China’s political system now exhibits the worst elements of dictatorship and democracy: power lies neither at the top nor the bottom, but within a middle class of developers, polluters, and local officials who are difficult to regulate, monitor, and challenge. [5]

A get-rich-at-any-price attitude permeated society, in fact. When Deng Xiaoping took over the country’s leadership, he did an about-face on collectivism, urging people to harness their entrepreneurial spirit to make money and modernize the country. Export-oriented factories sprung up, private business thrived, and over subsequent decades, hundreds of millions were lifted out of poverty. Deprived of so much under Mao, people’s appetite for TVs, watches, fashionable clothing, a meat-heavy diet—and in time high-tech gadgets, expensive cars and glittering high-rises—was insatiable.
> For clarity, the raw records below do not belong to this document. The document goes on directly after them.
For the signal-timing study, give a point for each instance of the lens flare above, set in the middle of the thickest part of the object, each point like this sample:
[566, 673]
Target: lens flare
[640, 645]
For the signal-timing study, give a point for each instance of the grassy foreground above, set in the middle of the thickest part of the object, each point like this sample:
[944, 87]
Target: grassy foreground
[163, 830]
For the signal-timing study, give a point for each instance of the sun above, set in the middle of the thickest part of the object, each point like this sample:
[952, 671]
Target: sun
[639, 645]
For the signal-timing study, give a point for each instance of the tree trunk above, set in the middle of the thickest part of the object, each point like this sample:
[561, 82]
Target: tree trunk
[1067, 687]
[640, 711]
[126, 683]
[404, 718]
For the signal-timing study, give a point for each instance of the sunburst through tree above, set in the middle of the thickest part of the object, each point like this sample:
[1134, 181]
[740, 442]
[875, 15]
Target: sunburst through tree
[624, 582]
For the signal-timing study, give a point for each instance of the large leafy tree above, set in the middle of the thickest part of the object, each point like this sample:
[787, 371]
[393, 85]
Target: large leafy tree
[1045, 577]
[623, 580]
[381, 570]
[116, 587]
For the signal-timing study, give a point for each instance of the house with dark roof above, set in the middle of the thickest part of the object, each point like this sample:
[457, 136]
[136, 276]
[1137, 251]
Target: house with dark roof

After Tiananmen, when a student-led democracy movement was brutally crushed by government hardliners, young people were taught to focus on gaining personal wealth rather than political freedoms. Most willingly put their energies to the task. Historian Judith Shapiro describes this complicity as resulting from a “crisis in confidence” in a corrupt and disappointing leadership, which caused “people to cling to consumerism as a way to provide meaning to their lives and to be willing to tolerate a government which otherwise had betrayed them.” [6]

Thus, through the 1990s and early 2000s, relatively few protested the mounting pollution, seeing it as the price of economic freedom and an improving standard of living. Many reasoned that China was going through the same growing pains that the West had experienced over the previous century, only in a compressed timeframe. For those who objected, there was little recourse anyway. Officials wouldn’t help. China’s weak legal system, with courts and judges susceptible to political pressure, made it nearly impossible to be heard in court. Laws forbade public demonstrations. Those suffering the most from pollution were often the poorest, least educated, and least able to take a stand.


[4] For the full text of the law, translated into English, see: http://www.china.org.cn/english/environment/34356.htm

[5] Jonathan Watts, When a Billion Chinese Jump: Voices from the Frontline of Climate Change (London: Faber & Faber Ltd., 2010), 348.

[6] Judith Shapiro, China’s Environmental Challenges (Cambridge, UK: Polity Press, 2012), 90.